25.4.07

OS MÉDICOS TROCAM O PÚBLICO PELO PRIVADO

Calcula-se que só no último ano entre 300 a 500 médicos portugueses trocaram os hospitais públicos pelos privados, e que já em 2008 um quarto das cirurgias vão ser feitas fora do SNS (contas do SIM, publicadas no Público de 24-4-2007).
Não é de modo nenhum de espantar que o sector público esteja a perder muitos dos seus melhores médicos para o privado. As instituições privadas multiplicam-se a olhos vistos, vindo ocupar o espaço deixado vazio pela recessão economicista imposta aos hospitais públicos. Por outro lado, o que se vai passando em muitos dos hospitais EPE não convida realmente a lá trabalhar, e isso sim, é de estranhar, porque se lhes foi criado um estatuto empresarial deveria ser para serem geridos numa lógica de competitividade, e isso implicaria obviamente criar condições para que os melhores lá quisessem trabalhar com gosto e entusiasmo. Mas não, o ambiente gerado por muitos dos conselhos de administração nomeados pelo ministério para esses hospitais foi precisamente o contrário, utilizando o poder que lhes foi atribuído não em prol da instituição mas sim desbaratando-o em nomeações de amigos sem a qualidade necessária, e pior, afastando dos lugares de chefia, por motivo de retaliações e pequenas vinganças pessoais, profissionais de prestígio, com provas dadas e que vinham fazendo a gestão clínica dos seus serviços o melhor possível, cumprindo e ultrapassando até o que estava contratualizado. A passagem a EPE nesses hospitais foi sentida não com entusiasmo mas como uma punição, e uma punição imerecida, o que não ajuda nada à produtividade e ao progresso das instituições.

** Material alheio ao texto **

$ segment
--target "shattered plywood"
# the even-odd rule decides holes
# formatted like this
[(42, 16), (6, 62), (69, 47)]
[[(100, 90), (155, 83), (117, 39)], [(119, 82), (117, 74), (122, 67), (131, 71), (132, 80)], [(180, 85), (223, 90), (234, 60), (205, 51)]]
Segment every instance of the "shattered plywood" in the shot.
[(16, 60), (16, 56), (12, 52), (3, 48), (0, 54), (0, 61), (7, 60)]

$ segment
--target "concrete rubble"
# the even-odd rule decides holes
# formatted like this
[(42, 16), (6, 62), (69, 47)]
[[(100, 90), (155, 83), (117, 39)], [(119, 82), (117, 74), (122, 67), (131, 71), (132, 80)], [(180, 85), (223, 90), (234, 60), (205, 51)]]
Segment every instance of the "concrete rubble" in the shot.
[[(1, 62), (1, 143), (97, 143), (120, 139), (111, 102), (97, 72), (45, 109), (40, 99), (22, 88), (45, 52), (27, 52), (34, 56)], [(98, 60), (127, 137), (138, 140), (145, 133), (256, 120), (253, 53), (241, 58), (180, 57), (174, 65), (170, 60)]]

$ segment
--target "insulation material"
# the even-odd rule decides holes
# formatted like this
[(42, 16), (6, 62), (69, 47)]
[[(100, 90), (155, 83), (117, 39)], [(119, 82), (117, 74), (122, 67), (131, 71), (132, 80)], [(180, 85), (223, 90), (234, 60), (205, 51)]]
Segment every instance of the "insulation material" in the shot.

A desierarquização ostensivamente estabelecida nesses hospitais, por um lado, o corte constante no orçamento para tratar os doentes, por outro, são suficientemente motivadores duma saída dos melhores para outras paragens menos inóspitas.
Em cima disto tudo, o “administrativismo” instalou-se no sector público empresarial, deslocando uma boa fatia do orçamento hospitalar para essa área, com prejuízo óbvio da área clínica. Com a ânsia de ganhar dinheiro – parece ser o único aspecto que foi implementado em muitos dos “empresarializados” – os gestores lá colocados multiplicaram os que fazem contas mas negligenciaram os que produzem, isto é, os que tratam os doentes, o sector produtivo da empresa. Em vez destes serem estimulados, com prémios, com regalias, com mimos, com condições de trabalho melhoradas – como os competidores privados fazem - aqueles portam-se como capatazes e vigilantes, espremendo os trabalhadores para produzir sumo sem laranjas.
Não sei se era isto o pretendido com esta nova forma de gestão hospitalar, que para levar a esta situação acabou com as carreiras médicas. E este é outro problema de difícil resolução. Mas foi o que foi criado. A verdade é que começam a existir condições para os médicos poderem escolher onde querem trabalhar, onde se querem realizar profissionalmente, e o sector privado, onde já existe em força, está a levar a melhor.